‘Chicago Fire’ Boss on Boden’s Responsibilities in His New Position and 51

Eamonn Walker as Wallace Boden in Chicago Fire
Adrian Burrows Sr/NBC

Chicago Fire Season 10 has had some big moments, from Jesse Spencer’s exit after 200 episodes as Matt Casey to the question marks around Stella Kidd’s (Miranda Rae Mayo) future at 51 — and with her fiancé Kelly Severide (Taylor Kinney) — following her radio silence while she was away doing work for her Girls on Fire program. But it’s also had some quieter storylines, exploring other aspects of the job.

For example, at the beginning of the season, then-Battalion Chief Wallace Boden (Eamonn Walker) had to decide if he was going to take a promotion to Deputy District Chief. He did, and it briefly took him away from his family of Firehouse 51, due to the necessity to be in a centrally-located office. But thanks to some digging by assistant Kylie (Katelynn Shennett), he soon returned to the office where he belonged. Despite now having other firehouses under his command, we’ve only really seen him involved in 51’s business (which is understandable, given where his office is and that they’re his family).

But will that change or be addressed? “It’s a hard one because once you start spreading your stories too thin, then I think it’s harder to maintain a good episode structure and the show has always been about Firehouse 51, even more than it’s been about any individual character,” co-showrunner Derek Haas explains to TV Insider. “It’s about the events of that firehouse. So we’ll occasionally see Boden stepping out to mind his other houses that he’s now responsible for in his district. But the fact that he’s headquartered at 51, he’s just still tight with those guys. And if you had to ask him, he would say, this is his favorite shift.”

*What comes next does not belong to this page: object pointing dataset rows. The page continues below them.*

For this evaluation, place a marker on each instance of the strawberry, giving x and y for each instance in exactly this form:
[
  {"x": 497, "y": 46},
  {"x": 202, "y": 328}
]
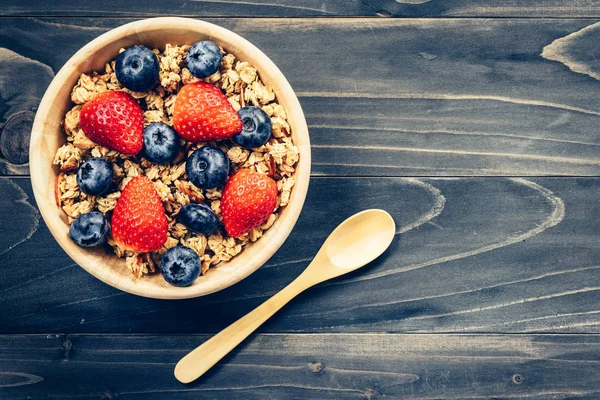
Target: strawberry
[
  {"x": 114, "y": 119},
  {"x": 248, "y": 199},
  {"x": 139, "y": 222},
  {"x": 203, "y": 114}
]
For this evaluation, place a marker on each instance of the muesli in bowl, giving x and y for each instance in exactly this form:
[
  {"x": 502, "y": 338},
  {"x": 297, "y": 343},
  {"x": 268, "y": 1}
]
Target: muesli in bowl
[{"x": 176, "y": 158}]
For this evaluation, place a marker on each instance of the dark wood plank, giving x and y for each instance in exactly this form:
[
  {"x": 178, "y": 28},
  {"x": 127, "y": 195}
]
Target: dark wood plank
[
  {"x": 306, "y": 8},
  {"x": 334, "y": 366},
  {"x": 451, "y": 97},
  {"x": 472, "y": 255}
]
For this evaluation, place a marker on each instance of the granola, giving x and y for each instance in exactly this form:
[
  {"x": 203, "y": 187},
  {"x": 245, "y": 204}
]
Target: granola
[{"x": 242, "y": 85}]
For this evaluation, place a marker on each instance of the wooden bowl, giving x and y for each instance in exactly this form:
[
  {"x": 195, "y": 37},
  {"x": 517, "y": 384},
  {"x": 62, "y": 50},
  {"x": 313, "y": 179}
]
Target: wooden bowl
[{"x": 47, "y": 136}]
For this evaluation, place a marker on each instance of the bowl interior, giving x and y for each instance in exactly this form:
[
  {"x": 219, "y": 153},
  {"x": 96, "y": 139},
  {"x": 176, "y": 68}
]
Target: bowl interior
[{"x": 47, "y": 136}]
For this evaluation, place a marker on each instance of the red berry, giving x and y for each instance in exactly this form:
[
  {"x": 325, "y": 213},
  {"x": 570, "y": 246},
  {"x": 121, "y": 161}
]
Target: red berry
[
  {"x": 248, "y": 199},
  {"x": 202, "y": 114},
  {"x": 114, "y": 119},
  {"x": 139, "y": 222}
]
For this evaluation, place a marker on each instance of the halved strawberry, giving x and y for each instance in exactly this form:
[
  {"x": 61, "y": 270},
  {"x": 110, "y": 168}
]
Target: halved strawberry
[
  {"x": 202, "y": 114},
  {"x": 114, "y": 119},
  {"x": 248, "y": 199},
  {"x": 139, "y": 222}
]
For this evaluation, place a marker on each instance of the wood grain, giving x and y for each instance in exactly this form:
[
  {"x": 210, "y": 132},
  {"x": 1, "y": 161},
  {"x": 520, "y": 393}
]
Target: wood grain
[
  {"x": 473, "y": 255},
  {"x": 307, "y": 8},
  {"x": 448, "y": 97},
  {"x": 335, "y": 366}
]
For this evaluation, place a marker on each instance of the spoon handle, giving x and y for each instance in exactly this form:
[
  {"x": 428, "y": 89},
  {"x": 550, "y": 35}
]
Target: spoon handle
[{"x": 203, "y": 357}]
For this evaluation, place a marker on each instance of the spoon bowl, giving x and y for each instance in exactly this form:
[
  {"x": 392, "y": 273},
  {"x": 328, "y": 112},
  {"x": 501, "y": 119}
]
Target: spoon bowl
[
  {"x": 359, "y": 240},
  {"x": 354, "y": 243}
]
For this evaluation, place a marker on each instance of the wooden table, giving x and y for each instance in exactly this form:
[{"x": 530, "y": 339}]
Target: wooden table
[{"x": 475, "y": 123}]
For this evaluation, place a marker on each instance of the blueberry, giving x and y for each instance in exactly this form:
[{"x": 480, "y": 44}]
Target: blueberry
[
  {"x": 137, "y": 68},
  {"x": 94, "y": 176},
  {"x": 207, "y": 167},
  {"x": 256, "y": 129},
  {"x": 180, "y": 266},
  {"x": 89, "y": 229},
  {"x": 203, "y": 59},
  {"x": 199, "y": 218},
  {"x": 161, "y": 143}
]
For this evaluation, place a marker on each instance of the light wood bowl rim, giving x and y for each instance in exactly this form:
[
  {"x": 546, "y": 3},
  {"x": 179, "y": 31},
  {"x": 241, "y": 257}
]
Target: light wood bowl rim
[{"x": 94, "y": 262}]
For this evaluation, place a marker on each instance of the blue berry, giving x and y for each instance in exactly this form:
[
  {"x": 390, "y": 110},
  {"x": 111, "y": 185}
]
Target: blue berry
[
  {"x": 203, "y": 59},
  {"x": 89, "y": 229},
  {"x": 94, "y": 176},
  {"x": 137, "y": 68},
  {"x": 180, "y": 266},
  {"x": 207, "y": 167},
  {"x": 199, "y": 218},
  {"x": 256, "y": 129},
  {"x": 161, "y": 143}
]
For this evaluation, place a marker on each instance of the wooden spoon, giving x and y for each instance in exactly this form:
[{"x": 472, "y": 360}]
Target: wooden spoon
[{"x": 354, "y": 243}]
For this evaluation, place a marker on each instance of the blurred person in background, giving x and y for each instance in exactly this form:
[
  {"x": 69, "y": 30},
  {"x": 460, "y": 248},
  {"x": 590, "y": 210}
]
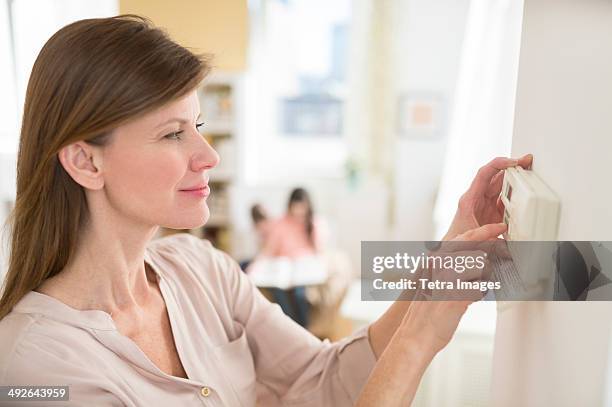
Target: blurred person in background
[{"x": 293, "y": 236}]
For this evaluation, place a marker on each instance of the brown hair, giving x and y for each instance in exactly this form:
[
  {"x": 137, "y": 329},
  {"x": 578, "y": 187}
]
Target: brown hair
[{"x": 90, "y": 77}]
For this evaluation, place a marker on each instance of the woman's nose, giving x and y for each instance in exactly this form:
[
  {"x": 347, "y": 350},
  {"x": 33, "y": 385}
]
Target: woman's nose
[{"x": 205, "y": 158}]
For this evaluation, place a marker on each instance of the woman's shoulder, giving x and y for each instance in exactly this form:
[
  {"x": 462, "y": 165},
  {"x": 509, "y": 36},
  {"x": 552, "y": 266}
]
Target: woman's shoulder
[
  {"x": 189, "y": 260},
  {"x": 33, "y": 345},
  {"x": 186, "y": 248}
]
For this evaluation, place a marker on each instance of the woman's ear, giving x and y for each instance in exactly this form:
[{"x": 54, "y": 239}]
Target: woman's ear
[{"x": 84, "y": 164}]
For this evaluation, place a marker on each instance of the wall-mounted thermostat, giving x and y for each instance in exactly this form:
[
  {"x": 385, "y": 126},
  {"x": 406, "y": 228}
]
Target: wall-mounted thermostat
[
  {"x": 532, "y": 214},
  {"x": 532, "y": 208}
]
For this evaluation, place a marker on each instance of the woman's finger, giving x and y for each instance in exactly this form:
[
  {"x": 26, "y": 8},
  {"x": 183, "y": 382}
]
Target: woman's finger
[
  {"x": 485, "y": 174},
  {"x": 485, "y": 232},
  {"x": 526, "y": 161},
  {"x": 495, "y": 186}
]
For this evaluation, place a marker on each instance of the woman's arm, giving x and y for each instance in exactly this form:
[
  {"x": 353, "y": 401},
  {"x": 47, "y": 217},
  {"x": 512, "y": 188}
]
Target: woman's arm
[
  {"x": 426, "y": 328},
  {"x": 479, "y": 206}
]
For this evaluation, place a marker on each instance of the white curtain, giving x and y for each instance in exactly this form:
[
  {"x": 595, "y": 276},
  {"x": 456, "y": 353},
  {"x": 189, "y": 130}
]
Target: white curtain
[{"x": 481, "y": 126}]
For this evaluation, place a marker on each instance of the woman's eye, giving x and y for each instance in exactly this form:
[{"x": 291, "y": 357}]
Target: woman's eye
[{"x": 174, "y": 136}]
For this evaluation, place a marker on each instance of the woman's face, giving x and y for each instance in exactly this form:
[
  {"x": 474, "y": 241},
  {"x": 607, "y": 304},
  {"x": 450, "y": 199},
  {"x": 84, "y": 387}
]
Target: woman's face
[{"x": 151, "y": 161}]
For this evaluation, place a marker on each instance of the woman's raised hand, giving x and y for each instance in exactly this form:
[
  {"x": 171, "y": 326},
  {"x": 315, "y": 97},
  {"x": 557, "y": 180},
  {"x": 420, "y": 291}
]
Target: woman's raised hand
[
  {"x": 425, "y": 329},
  {"x": 481, "y": 204}
]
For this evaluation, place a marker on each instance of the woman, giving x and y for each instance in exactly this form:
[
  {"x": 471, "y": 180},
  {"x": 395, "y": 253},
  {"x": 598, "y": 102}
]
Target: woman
[
  {"x": 294, "y": 236},
  {"x": 109, "y": 151}
]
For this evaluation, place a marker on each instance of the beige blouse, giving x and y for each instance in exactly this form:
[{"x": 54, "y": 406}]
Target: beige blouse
[{"x": 234, "y": 344}]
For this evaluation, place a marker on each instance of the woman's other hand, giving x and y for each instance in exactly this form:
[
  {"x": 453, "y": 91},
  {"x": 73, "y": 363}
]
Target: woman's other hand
[
  {"x": 426, "y": 328},
  {"x": 481, "y": 203}
]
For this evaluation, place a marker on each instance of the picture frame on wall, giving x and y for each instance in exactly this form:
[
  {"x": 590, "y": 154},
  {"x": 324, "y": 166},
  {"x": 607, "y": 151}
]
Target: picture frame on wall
[{"x": 421, "y": 115}]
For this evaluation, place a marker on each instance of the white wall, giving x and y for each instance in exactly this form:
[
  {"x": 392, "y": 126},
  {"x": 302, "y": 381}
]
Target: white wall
[
  {"x": 427, "y": 54},
  {"x": 556, "y": 353}
]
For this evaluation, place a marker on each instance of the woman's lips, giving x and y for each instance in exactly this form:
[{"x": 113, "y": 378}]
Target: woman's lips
[{"x": 202, "y": 192}]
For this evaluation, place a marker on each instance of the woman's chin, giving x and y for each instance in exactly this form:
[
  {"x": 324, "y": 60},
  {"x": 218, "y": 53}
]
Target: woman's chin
[{"x": 193, "y": 223}]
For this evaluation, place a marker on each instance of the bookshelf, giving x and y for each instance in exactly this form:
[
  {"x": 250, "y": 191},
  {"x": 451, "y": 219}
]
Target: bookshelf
[{"x": 220, "y": 106}]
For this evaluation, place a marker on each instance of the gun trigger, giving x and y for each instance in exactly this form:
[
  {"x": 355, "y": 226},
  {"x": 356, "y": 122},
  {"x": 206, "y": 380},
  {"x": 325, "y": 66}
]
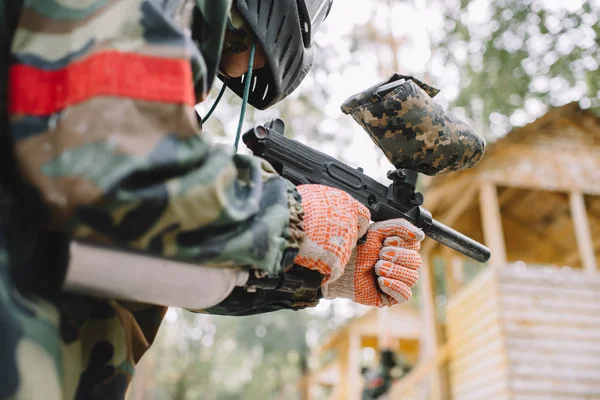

Before the NBC drama went on break for the holidays, the winter finale saw firefighter Randy “Mouch” McHolland (Christian Stolte) bring up the fact that after they save victims on calls, they don’t know what happens to them. In that episode, he did find out, after visiting a victim in the hospital and then the wife stopping by the firehouse later. Don’t expect to see that become a major storyline for Mouch, however.

“That was just really in relation to what was happening in that storyline, but it is something that older firefighters feel more as they get longer on the job,” Haas says. “It used to be that you could just compartmentalize and take these things out of your mind, but then, cumulatively, it starts to build and affects them. So we don’t have a storyline planned out to show more of that, but we did want to show that since I’ve heard that from firefighters who had 20 years on the job.” And it also ties into how big of a supporter Mouch has been of Sylvie Brett’s (Kara Killmer) paramedicine program.